In both areas, the narcotic painkiller fentanyl – a drug 100 times more powerful than morphine – was found in the systems of the victims. Recently, batches of fentanyl-tainted heroin has plagued much of the northeastern United States, consuming cities like New York, Philadelphia, and Baltimore. But it wasn’t until the untimely death of actor Philip Seymour Hoffman that the nation's heroin epidemic and the resulting overdose deaths from fentanyl-laced dope have come into focus. 

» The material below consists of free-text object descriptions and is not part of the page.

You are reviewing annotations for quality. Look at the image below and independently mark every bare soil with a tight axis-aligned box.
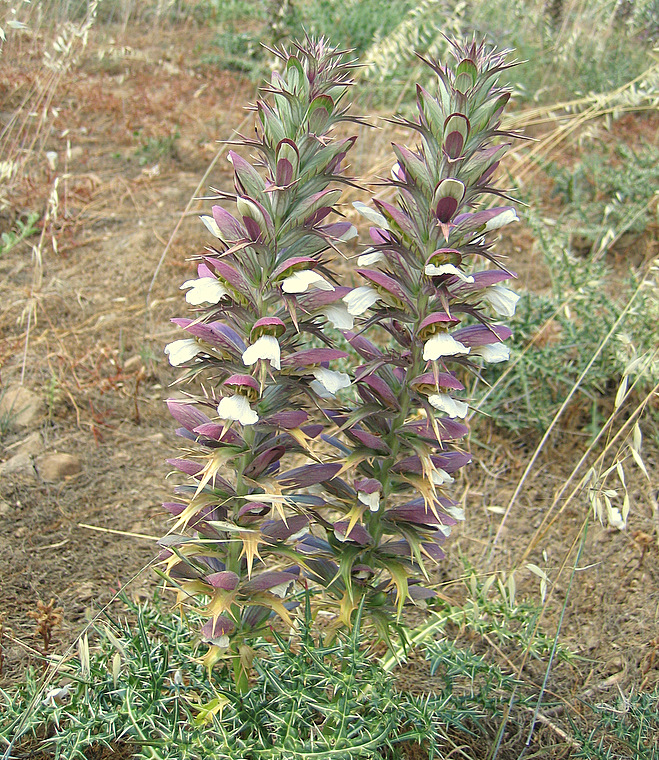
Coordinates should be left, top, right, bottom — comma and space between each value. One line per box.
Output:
0, 24, 249, 677
1, 20, 658, 758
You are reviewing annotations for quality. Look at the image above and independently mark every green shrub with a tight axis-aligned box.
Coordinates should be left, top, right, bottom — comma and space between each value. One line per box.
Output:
0, 593, 525, 760
0, 212, 40, 256
357, 0, 655, 106
570, 688, 659, 759
200, 30, 263, 74
134, 130, 180, 166
299, 0, 415, 56
478, 209, 659, 433
546, 140, 659, 256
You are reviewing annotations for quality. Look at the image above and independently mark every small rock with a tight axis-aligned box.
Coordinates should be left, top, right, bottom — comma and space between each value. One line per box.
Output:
17, 431, 43, 456
0, 499, 11, 516
74, 581, 95, 601
609, 655, 624, 671
37, 453, 82, 482
0, 452, 36, 478
0, 385, 44, 428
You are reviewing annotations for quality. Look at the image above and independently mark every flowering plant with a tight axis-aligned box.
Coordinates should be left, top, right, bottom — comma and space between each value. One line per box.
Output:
161, 37, 520, 686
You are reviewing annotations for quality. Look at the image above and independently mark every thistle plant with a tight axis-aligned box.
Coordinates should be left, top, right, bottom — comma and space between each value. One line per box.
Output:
161, 37, 520, 684
162, 37, 364, 687
317, 38, 521, 622
1, 592, 521, 760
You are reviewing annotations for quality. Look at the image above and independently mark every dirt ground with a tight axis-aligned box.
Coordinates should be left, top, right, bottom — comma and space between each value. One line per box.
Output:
0, 24, 249, 673
1, 20, 658, 754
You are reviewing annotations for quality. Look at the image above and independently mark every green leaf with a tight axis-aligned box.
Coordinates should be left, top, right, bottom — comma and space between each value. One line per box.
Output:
383, 559, 410, 619
456, 58, 478, 87
286, 54, 310, 101
192, 696, 231, 725
307, 95, 334, 134
417, 85, 446, 137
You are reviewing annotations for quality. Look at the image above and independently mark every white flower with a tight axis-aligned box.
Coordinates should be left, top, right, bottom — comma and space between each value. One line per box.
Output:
444, 504, 465, 521
357, 250, 384, 266
242, 335, 281, 370
282, 270, 335, 293
428, 393, 469, 418
343, 286, 379, 316
164, 338, 201, 366
472, 343, 510, 363
484, 208, 518, 232
423, 333, 470, 361
310, 367, 351, 397
42, 685, 71, 708
431, 468, 454, 486
358, 490, 381, 512
310, 381, 333, 399
180, 277, 228, 305
321, 303, 354, 330
424, 263, 475, 283
482, 285, 520, 317
200, 214, 222, 238
218, 394, 258, 425
352, 201, 389, 228
269, 580, 296, 598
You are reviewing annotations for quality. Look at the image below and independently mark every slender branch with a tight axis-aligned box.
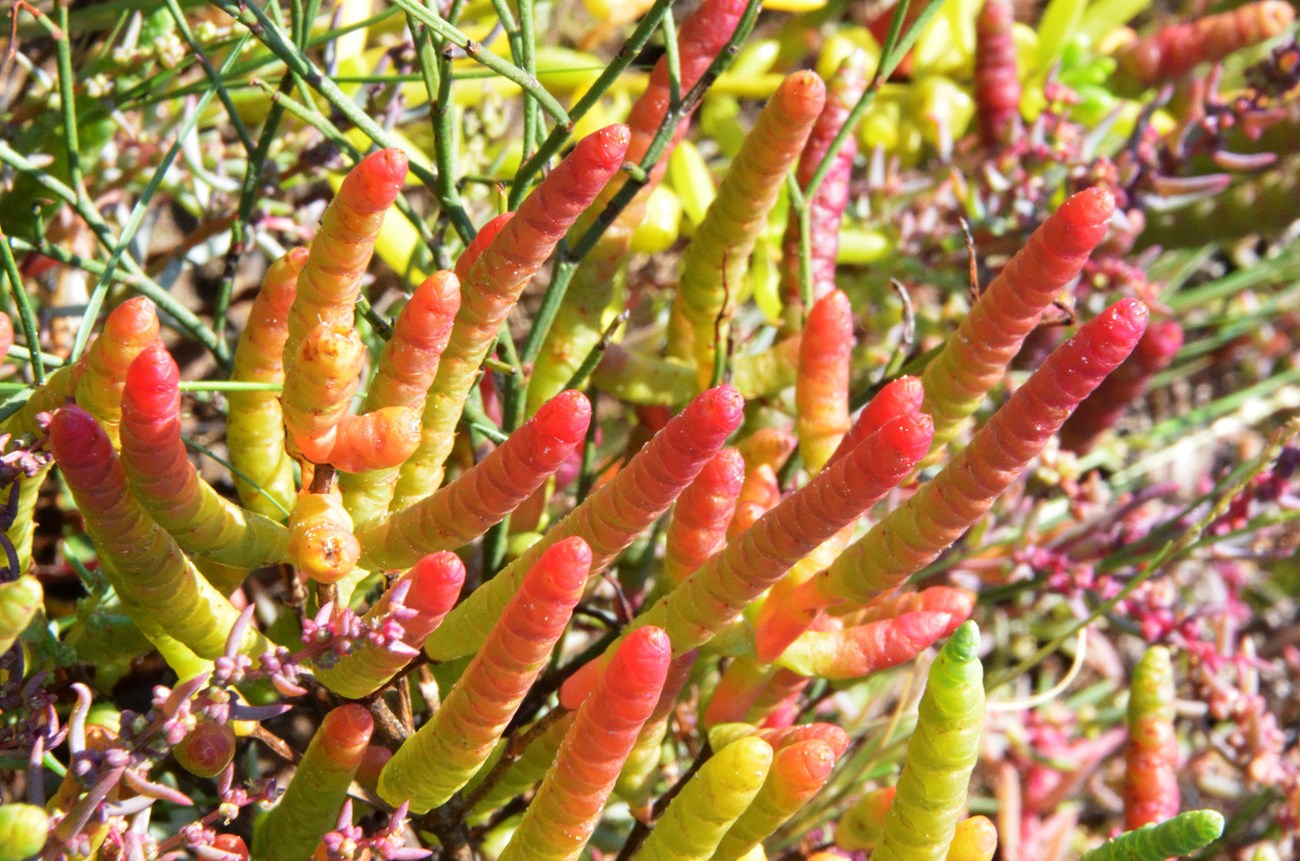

According to the Centers for Disease Control and Prevention, drug overdose deaths have risen 102% from 1999 to 2010. In 2010 alone, sixty percent of overdose deaths in the United States were related to pharmaceuticals, with 75 percent of prescription drug deaths involving opioid painkillers. But because prescription drug use can prove costly, many addicts turn to street heroin when their habits intensify, first by snorting powder and then eventually through intravenous use. Hoffman was thought to have followed a similar course when he relapsed by taking pills before snorting and injecting heroin.

Because an actor of Hoffman’s stature has been ripped away by addiction, a new light has been shed on an old problem that has reached epidemic proportions in recent years, but until now has gone under-reported on the national level. Whether or not fentanyl-tainted heroin was in Hoffman’s system remains to be seen, but the one positive his death may have is that maybe now we as a nation can finally take real steps in treating people with addiction.